EnTK hangs on Traverse when using multiple Nodes

lsawade commented 3 years ago

Hi,

I don't know whether this is related to #135 . It is weird because I got everything running on a single node, but as soon as I use more than one EnTK seems to hang. I checked out the submission script and it looks fine to me; so, did the node list.

The workflow already hangs in the submission of the first task, which is a single core, single thread task.

EnTK session: re.session.traverse.princeton.edu.lsawade.018666.0003
Creating AppManagerSetting up RabbitMQ system                                 ok
                                                                              ok
Validating and assigning resource manager                                     ok
Setting up RabbitMQ system                                                   n/a
new session: [re.session.traverse.princeton.edu.lsawade.018666.0003]           \
database   : [mongodb://specfm:****@129.114.17.185/specfm]                    ok
create pilot manager                                                          ok
submit 1 pilot(s)
        pilot.0000   princeton.traverse       90 cores      12 gpus           ok
All components created
create unit managerUpdate: pipeline.0000 state: SCHEDULING
Update: pipeline.0000.WriteSourcesStage state: SCHEDULING
Update: pipeline.0000.WriteSourcesStage.WriteSourcesTask state: SCHEDULING
Update: pipeline.0000.WriteSourcesStage.WriteSourcesTask state: SCHEDULED
Update: pipeline.0000.WriteSourcesStage state: SCHEDULED
MongoClient opened before fork. Create MongoClient only after forking. See PyMongo's documentation for details: http://api.mongodb.org/python/current/faq.html#is-pymongo-fork-safe
                                                           ok
submit: ########################################################################
Update: pipeline.0000.WriteSourcesStage.WriteSourcesTask state: SUBMITTING

[Ctrl + C]

close unit manager                                                            ok
...

Stack

  python               : /home/lsawade/.conda/envs/ve-entk/bin/python3
  pythonpath           : 
  version              : 3.8.2
  virtualenv           : ve-entk

  radical.entk         : 1.5.12-v1.5.12@HEAD-detached-at-v1.5.12
  radical.gtod         : 1.5.0
  radical.pilot        : 1.5.12
  radical.saga         : 1.5.9
  radical.utils        : 1.5.12

Client zip

client.session.zip

Session zip

sandbox.session.zip

andre-merzky commented 2 years ago

Ok I can run things on Traverse using this setup. But there are some things I have learnt: ... For some reason, I cannot request a pool of GPUs and take from it.
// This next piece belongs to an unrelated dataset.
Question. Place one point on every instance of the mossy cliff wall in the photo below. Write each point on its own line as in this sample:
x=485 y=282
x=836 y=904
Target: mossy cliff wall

I am not sure I appreciate the distinction - isn't 'this setup' also using GPUs from a pool of requested GPUs?

Given the first statement (I can run things on Traverse using this setup), it sounds like we should encode just this in RP to get you running on Traverse, correct?

lsawade commented 2 years ago

Well, I'm not quite sure. It seems to me that if I request, #SBATCH --gpus-per-task=1 I already prescribe how many GPUs a task uses, which worries me. Maybe it's a misunderstanding on my end..

andre-merzky commented 2 years ago

This batch script here does not use that directive. The sbatch only needs to provision the right number of nodes - the per_task parameters should not matter (even if you need to specify it in your case for some reason) as we overwrite them in the srun directives anyway?

lsawade commented 2 years ago

Exactly! But this does not seem to work!

SBATCH -n 4
SBATCH --gpus-per-task=1

srun -n 4 --gpus-per-task=1 a.o

works;

SBATCH -n 4
SBATCH -gpus=4

srun -n 4 --gpus-per-task=1 a.o

does not work!

Unless, I'm making a dumb mistake ...

andre-merzky commented 2 years ago

Sorry, I did not work on this further, yet.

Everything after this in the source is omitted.